Barbara Tipton
Calgary, Canada
Much of the work I exhibit is sculptural, intended mainly for the wall. However, it almost always references the vessel and my pervading interest in domestic ware. I have made pots and taught wheelthrowing for years, though I rarely exhibit it. And, much as I’ve wanted to, I have never made sets of dinnerware – only individual pieces.
Being invited to participate in DinnerWorks, provided a wonderful opportunity for me to try new things I’d hoped to do one day. The work is porcelain; slightly squared dinner plates and bowls. My desire was for the work to be light and usable, yet partially altered. Rather than cups, the verticality of iced tea/water tumblers seems more suitable to offset the horizontals of the plates and bowls.

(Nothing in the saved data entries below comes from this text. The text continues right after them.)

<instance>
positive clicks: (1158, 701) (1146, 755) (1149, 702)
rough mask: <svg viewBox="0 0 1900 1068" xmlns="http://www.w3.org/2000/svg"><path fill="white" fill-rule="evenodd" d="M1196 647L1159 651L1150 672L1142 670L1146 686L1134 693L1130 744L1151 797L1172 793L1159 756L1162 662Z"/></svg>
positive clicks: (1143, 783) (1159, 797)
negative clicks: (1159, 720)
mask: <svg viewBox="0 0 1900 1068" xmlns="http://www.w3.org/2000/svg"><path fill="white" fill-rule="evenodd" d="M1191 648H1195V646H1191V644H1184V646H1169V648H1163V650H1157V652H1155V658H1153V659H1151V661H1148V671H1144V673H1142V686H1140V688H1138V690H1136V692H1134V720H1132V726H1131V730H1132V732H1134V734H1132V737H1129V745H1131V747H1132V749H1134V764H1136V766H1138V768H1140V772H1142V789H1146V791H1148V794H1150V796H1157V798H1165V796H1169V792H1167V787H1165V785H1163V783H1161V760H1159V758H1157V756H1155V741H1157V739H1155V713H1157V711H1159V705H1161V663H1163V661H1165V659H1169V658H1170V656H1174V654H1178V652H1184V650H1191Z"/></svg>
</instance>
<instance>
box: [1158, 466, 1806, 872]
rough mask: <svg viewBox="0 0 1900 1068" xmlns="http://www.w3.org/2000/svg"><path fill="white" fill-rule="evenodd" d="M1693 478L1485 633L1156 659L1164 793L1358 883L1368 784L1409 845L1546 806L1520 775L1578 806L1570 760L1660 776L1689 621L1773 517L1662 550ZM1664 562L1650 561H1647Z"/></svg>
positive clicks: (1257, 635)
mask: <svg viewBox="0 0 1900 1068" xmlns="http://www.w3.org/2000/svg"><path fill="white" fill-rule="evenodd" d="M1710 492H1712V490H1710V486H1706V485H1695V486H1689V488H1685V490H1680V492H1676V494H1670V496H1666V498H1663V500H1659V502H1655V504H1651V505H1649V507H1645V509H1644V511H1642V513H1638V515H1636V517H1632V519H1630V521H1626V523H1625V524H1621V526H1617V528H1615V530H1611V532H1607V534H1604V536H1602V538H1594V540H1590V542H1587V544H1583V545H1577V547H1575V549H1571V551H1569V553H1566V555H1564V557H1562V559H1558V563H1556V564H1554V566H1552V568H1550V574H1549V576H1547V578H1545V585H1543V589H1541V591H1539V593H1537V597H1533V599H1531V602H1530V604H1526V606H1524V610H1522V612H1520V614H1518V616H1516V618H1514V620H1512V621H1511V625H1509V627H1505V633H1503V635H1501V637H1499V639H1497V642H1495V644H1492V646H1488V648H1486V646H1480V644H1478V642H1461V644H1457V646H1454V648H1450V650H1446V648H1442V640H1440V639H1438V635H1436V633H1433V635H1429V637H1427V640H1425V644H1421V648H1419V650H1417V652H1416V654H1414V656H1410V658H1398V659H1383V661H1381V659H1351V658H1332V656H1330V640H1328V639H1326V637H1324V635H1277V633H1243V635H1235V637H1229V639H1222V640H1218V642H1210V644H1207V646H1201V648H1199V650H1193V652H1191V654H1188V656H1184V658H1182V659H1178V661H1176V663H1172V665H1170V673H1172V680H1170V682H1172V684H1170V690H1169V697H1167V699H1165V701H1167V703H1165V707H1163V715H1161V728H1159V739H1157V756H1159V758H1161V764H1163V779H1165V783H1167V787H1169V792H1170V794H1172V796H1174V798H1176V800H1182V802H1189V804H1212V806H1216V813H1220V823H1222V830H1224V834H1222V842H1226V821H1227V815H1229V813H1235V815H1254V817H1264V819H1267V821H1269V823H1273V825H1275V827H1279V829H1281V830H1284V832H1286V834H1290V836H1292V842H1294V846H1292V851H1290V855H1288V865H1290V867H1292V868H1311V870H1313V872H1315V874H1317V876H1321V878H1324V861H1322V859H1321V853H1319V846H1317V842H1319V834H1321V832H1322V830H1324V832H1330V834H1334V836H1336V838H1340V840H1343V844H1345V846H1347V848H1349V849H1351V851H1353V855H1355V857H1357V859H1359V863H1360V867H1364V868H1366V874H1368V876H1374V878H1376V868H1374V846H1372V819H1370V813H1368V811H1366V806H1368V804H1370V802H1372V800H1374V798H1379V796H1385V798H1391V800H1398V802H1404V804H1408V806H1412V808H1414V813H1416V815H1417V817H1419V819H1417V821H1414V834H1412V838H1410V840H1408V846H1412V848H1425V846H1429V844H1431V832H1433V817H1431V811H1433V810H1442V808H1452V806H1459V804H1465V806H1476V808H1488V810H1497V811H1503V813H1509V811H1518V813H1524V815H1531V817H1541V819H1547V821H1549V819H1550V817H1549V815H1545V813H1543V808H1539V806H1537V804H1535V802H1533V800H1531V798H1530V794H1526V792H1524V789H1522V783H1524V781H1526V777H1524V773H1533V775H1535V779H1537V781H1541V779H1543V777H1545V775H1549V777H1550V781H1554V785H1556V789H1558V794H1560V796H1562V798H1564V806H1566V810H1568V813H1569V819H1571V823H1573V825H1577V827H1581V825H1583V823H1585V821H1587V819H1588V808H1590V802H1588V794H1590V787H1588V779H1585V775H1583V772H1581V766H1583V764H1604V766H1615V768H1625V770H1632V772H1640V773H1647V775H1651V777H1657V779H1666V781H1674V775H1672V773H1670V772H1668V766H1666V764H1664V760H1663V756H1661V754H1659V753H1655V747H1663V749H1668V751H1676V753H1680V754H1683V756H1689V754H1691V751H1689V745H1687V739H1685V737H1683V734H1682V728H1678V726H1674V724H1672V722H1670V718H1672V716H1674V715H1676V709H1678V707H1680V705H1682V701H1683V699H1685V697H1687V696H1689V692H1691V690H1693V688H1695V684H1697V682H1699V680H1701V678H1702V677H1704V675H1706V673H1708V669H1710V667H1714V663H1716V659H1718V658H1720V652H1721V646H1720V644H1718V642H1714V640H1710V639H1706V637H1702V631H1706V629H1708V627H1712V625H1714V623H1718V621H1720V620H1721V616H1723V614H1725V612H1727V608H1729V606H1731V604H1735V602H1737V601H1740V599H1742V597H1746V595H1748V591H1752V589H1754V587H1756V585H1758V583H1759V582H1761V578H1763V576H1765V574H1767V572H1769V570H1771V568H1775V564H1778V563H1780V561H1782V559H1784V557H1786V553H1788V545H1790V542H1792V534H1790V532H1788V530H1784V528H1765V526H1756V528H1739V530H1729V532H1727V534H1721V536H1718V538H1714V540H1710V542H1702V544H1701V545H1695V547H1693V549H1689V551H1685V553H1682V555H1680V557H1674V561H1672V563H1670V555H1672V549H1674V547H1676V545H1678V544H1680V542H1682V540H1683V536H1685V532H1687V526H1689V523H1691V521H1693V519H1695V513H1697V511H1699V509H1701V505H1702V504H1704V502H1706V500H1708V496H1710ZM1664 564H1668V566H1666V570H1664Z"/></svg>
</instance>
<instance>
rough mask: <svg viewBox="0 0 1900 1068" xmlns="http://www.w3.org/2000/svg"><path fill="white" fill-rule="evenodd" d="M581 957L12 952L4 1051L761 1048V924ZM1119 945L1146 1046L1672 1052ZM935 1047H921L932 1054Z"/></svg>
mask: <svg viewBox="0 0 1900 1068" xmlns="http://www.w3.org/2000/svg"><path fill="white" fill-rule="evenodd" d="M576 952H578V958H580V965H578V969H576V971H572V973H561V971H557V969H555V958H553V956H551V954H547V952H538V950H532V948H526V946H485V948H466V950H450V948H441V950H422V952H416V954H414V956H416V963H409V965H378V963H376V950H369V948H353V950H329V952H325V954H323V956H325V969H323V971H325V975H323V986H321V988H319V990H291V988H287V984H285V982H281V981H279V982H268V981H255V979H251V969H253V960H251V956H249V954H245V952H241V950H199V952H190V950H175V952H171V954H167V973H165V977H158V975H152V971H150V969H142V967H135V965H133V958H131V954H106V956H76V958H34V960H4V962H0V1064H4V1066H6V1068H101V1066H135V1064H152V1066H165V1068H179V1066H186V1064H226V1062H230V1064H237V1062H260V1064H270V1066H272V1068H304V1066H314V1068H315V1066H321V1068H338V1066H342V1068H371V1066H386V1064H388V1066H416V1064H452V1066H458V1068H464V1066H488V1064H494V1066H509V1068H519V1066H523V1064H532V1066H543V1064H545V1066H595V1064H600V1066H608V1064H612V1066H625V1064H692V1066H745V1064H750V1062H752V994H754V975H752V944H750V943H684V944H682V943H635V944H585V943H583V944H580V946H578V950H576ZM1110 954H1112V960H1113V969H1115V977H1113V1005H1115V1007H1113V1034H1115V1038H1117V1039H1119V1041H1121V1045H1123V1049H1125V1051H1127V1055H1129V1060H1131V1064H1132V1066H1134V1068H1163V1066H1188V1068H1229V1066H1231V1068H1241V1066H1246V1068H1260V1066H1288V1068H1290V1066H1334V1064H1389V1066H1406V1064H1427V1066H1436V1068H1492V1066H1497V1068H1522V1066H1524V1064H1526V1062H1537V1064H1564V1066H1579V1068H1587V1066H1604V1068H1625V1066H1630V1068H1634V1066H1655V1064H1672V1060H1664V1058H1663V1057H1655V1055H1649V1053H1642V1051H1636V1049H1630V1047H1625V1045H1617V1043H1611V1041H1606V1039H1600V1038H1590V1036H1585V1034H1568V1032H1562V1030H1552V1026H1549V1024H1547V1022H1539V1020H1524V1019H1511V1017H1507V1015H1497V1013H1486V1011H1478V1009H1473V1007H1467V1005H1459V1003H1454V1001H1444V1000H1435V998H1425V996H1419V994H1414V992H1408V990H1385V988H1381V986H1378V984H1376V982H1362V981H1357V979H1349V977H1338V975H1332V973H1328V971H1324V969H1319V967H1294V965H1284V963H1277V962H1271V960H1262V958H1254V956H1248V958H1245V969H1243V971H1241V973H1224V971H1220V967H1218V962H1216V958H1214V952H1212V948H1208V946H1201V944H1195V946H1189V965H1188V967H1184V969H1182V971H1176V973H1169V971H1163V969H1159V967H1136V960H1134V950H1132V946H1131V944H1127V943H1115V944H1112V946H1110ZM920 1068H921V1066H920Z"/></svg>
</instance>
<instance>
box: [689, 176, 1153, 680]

For some time now I’ve been drawing leaves and plant parts on my own utilitarian work, and as a gardener with more desire than time or skill, I’ve always loved the illustrations from early herbals. Most of the illustrations on the central decals originated from Richard G. Hatton’s Handbook of Plant and Floral Ornament, which primarily contains reproductions of 16th-century woodcuts. This Dover book, last published in 1999, is a reprint of an earlier 1909 work. Authors of the original herbals often borrowed wood blocks from previous publications or copied the images with only slight alteration. My own illustrations have been redrawn and “hand” colored electronically – fitting, I hope, this particular lineage of botanical illustration.